On June 5th Bright Eyes played the Fillmore Auditorium in Denver for what many fans thought would be their last Colorado appearance. In a Rolling Stone interview front-man Conor Oberst stated “It does feel like it needs to stop at some point. I’d like to clean it up, lock the door, say goodbye,” leading the music community to believe the band would call it quits following the tour for 2011’s The Peoples Key. Within a few weeks they had announced a second Colorado date, this time at the Boulder Theater, and Oberst, when asked about the quote, said the group had no immediate plans to disband.
Tuesday night the band was welcomed back to CO with open arms. There was no “Firewall” (with accompanying spoken word intro) opener as there was in Denver. The first track from the new record sat this show out entirely, though there was a healthy helping of the new tunes including “Jejune Stars,” “Ladder Song,” “Shell Games” and “One for You, One for Me.”
Opening with “Old Soul Song (For the New World Order)” and “Another Travelin’ Song,” both from I’m Wide Awake, It’s Morning, they locked in the audience for the evening, followed by a sure-shot, high energy “Four Winds” for good measure.
Everyone from the teenage girls (who occupied the bulk of the front row real estate) to the thirty somethings and beyond got their wish-lists fulfilled. “Lover I Don’t Have to Love,” “Bowl of Oranges,” “Gold Mine Gutted,” “Cartoon Blues” and “Landlocked Blues” came together to rep the bulk of their catalog.
Oberst was joined on vocals by the lovely and talented Laura Burhenn for a cover of Gillian Welch’s “Wrecking Ball” against a beautiful back drop of acoustic guitar, keys and pedal steel. “This one goes out to any vagabonds in the audience,” said Oberst as Nate Walcott pulled out the trumpet for “We Are Nowhere and It’s Now.”
Although the band requested two security guards at both corners of the stage to fend off potential stage crashing groupies, Oberst spent plenty of time giving love to the audience in the form of hugs, handshakes and a crowd surfing foray during the encore.
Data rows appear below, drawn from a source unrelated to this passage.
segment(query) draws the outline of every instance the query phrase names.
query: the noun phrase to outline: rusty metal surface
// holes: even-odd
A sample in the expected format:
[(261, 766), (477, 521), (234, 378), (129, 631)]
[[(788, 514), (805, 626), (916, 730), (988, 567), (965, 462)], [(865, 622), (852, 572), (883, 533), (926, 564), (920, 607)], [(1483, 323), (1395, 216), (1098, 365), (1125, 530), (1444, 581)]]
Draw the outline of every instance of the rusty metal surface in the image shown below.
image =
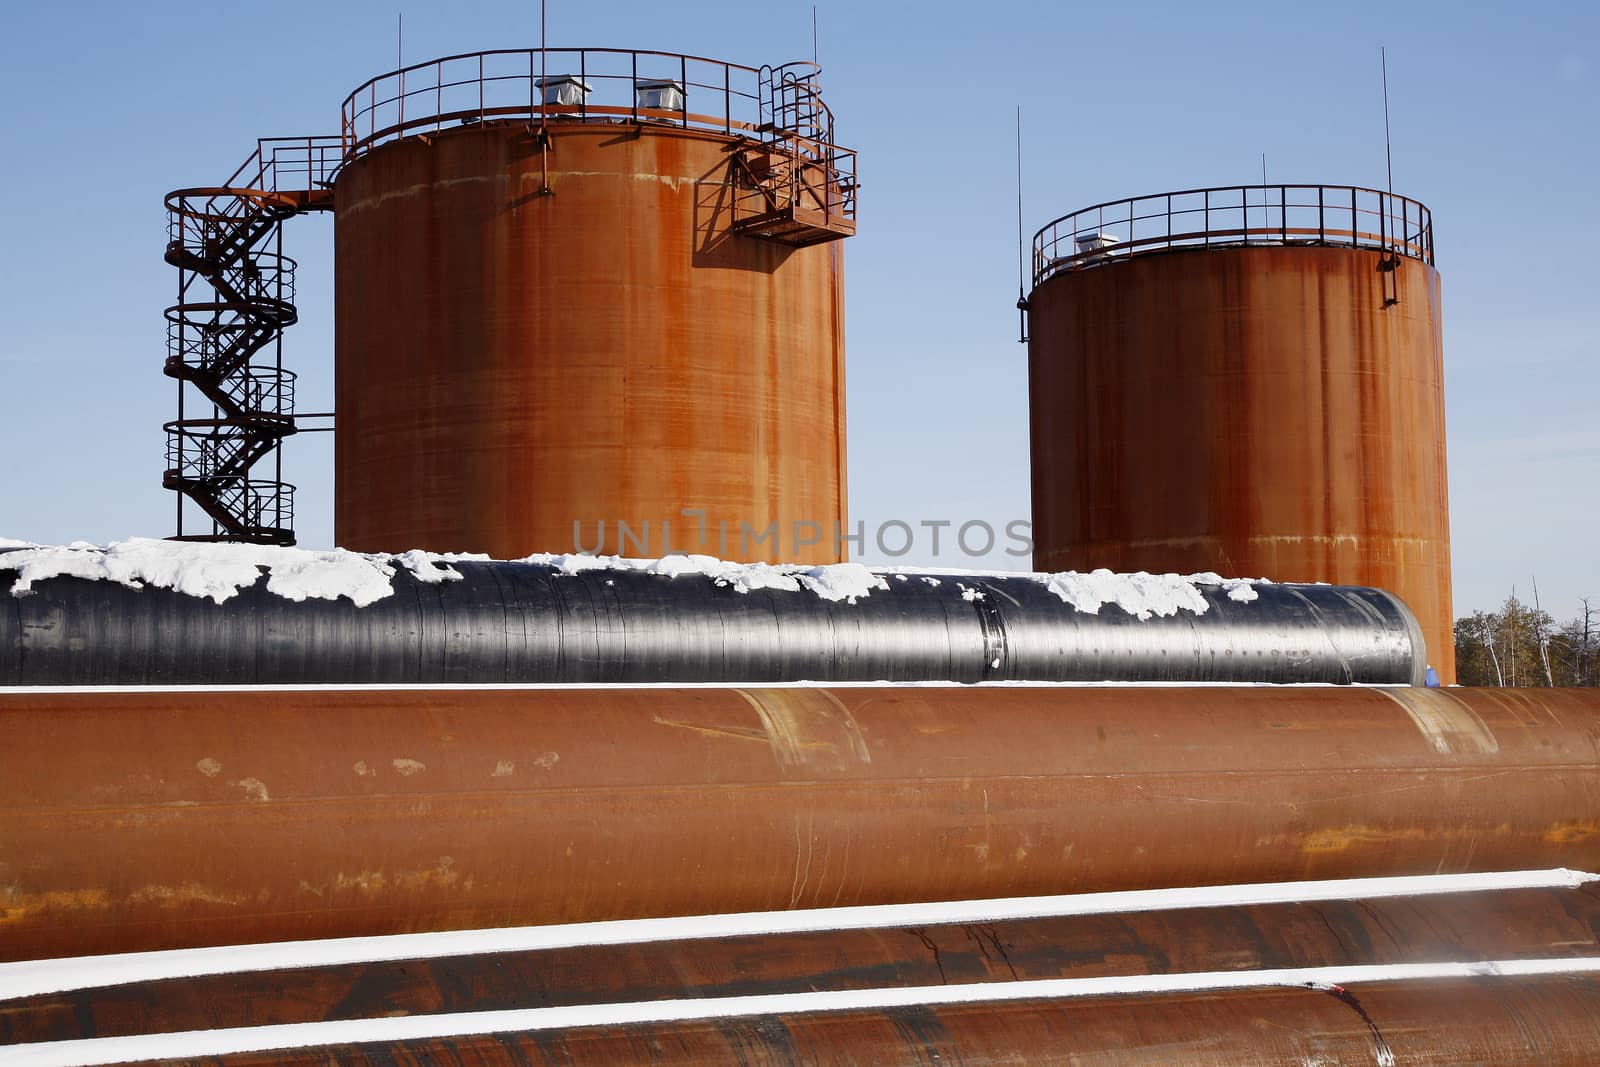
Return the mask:
[(1600, 955), (1600, 887), (406, 959), (0, 1001), (0, 1044), (885, 986)]
[(0, 957), (1600, 869), (1600, 691), (0, 693)]
[(522, 124), (341, 171), (338, 542), (838, 560), (839, 245), (733, 236), (729, 137), (549, 132), (553, 195)]
[(1600, 980), (1585, 975), (766, 1015), (182, 1062), (1592, 1067), (1597, 1061)]
[(1377, 586), (1452, 681), (1439, 276), (1383, 258), (1176, 251), (1034, 290), (1034, 565)]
His humorous, long winded band intro romantically praised his comrades and showed how truly grateful he was to be up on stage doing his thing.
Bright Eyes are at their peak, both in terms of songwriting, production and passion in their live shows. Whether Oberst is alone on stage under a spotlight singing “First Day of My Life,” or joined by his band mates (and members of the opening band, Conduits) in a full on throwdown of “Road to Joy” in all it’s drum-thumping rhythmic glory, their shit was tight. It would almost be a sin to see them hang things up at this point in their career.